Categoria aceita nova proposta da prefeitura que preserva o PCCR

Foram longos 15 dias de quebra de braço com a Prefeitura do Recife. Logo de cara o prefeito Geraldo Julio (PSB) lançou uma proposta que desmontava o Plano de Cargos e Carreiras e Remunerações (PCCR): Dar o reajuste de 11,36% apenas para os professores de ensino médio. Isso acarretaria em um achatamento da tabela salarial entre os níveis do PCCR causando todo desmantelamento da Carreira. A categoria que exigia da prefeitura o cumprimento da Lei do Piso de reajuste de 11,36% anunciado pelo MEC no início desse ano, após a indecente proposta do prefeito, logo correu para blindar seu Plano de Cargos.

Durante essa luta os professores tiveram que lidar com a truculência e intransigência da PCR, mas a resposta foi à altura. Com várias passeatas, atos e ocupação, a categoria mostrou nas ruas o tamanho da sua força. O golpe final em Geraldo Julio foi o apoio da população à greve – mesmo considerada como ilegal -, choviam declarações de apoio ao movimento dos docentes. Diante da pressão e do apoio daqueles que defendem uma educação pública de qualidade, a mesa de negociação foi remarcada.

Veja a proposta apresentada pela prefeitura:

4,2% de reajuste linear para toda a categoria, sendo que:

– GM1 (Nível médio), receberá em abril retroativo a janeiro;

– GM2 e GM3 (magistério), 2% retroativo a janeiro e o restante em setembro;

– Os outros GMs receberão os 4,2% só em setembro, linear.

 

Por que a prefeitura apresentou essa proposta? Nos últimos anos os docentes do Recife vem numa batalha para que a prefeitura pagasse o piso integral no GM1 (magistério), o que nunca aconteceu. A prefeitura, assim como outros governos, faz o cálculo proporcional, ou seja, na lógica deles, o piso é para 200h/a, pagando o valor proporcional à 145h/a.
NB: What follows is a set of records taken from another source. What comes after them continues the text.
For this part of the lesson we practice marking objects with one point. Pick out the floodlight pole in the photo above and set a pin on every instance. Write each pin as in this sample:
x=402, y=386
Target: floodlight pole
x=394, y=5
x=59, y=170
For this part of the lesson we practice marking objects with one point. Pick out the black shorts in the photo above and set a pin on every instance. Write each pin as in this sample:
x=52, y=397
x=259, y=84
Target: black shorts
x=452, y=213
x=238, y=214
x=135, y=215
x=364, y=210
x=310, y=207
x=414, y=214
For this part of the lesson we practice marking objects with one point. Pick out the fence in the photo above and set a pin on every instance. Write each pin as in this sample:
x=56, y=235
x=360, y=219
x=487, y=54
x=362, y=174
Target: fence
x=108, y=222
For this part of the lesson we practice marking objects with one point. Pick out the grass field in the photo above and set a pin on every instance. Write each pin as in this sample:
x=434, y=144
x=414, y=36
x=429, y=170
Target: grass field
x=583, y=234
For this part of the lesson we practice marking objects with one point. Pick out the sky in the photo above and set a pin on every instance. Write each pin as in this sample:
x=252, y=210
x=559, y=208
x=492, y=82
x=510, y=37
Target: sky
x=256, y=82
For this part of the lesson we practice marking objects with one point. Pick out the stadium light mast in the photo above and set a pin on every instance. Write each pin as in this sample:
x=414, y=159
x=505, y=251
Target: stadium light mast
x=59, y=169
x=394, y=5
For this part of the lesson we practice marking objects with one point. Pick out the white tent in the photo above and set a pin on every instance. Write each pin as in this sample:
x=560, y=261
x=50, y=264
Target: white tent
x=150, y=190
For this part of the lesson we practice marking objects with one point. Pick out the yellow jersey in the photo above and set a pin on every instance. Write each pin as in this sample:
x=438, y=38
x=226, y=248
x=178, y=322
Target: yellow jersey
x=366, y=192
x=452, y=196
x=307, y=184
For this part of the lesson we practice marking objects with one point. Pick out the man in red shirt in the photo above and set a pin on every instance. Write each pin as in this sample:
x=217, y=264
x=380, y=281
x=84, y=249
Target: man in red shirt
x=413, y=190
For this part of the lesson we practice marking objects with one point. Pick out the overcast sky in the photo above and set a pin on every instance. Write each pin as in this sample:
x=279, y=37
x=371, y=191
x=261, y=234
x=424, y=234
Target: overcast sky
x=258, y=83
Foi utilizando essa lógica que a prefeitura chegou ao percentual de 4,2%. Por isso que só o GM1, GM2 e GM3 vão receber o reajuste agora, retroativo a janeiro. O valor para conceder o reajuste linear para toda a categoria, segundo a PCR, será feito diminuindo em 50% o valor do abono de aula atividade, o qual será revertido em tempo de formação e planejamento individual na escola a partir de 1º de abril.

A proposta que o prefeito apresentou antes da greve, embora fosse o percentual de 11,36% para o nível médio, congelava o salário dos demais professores e com isso os percentuais de diferença entre as faixas salariais e a titulação teriam uma diminuição drástica. E isso foi a grande preocupação da categoria na greve: Preservar o PCCR. Nesse sentido, mesmo não havendo  a aplicação dos 11,36% para todos, conseguimos manter o percentual da tabela salarial. E isso é muito mais precioso para categoria.

Outros encaminhamentos:

– Retirada do art 6º do Projeto de Lei enviado à Câmara dos Vereadores que desmontaria a tabela salarial do PCCR;

– Não aos descontos dos dias parados;

– Percentual aplicado sem atrelamento ao crescimento da Receita Líquida do Recife.

 

Vale salientar que a categoria considerou vergonhoso o percentual apresentado por parte do governo, porém a manutenção do PCCR é uma vitória política. Nessa perspectiva, a assembleia aprovou a proposta da prefeitura.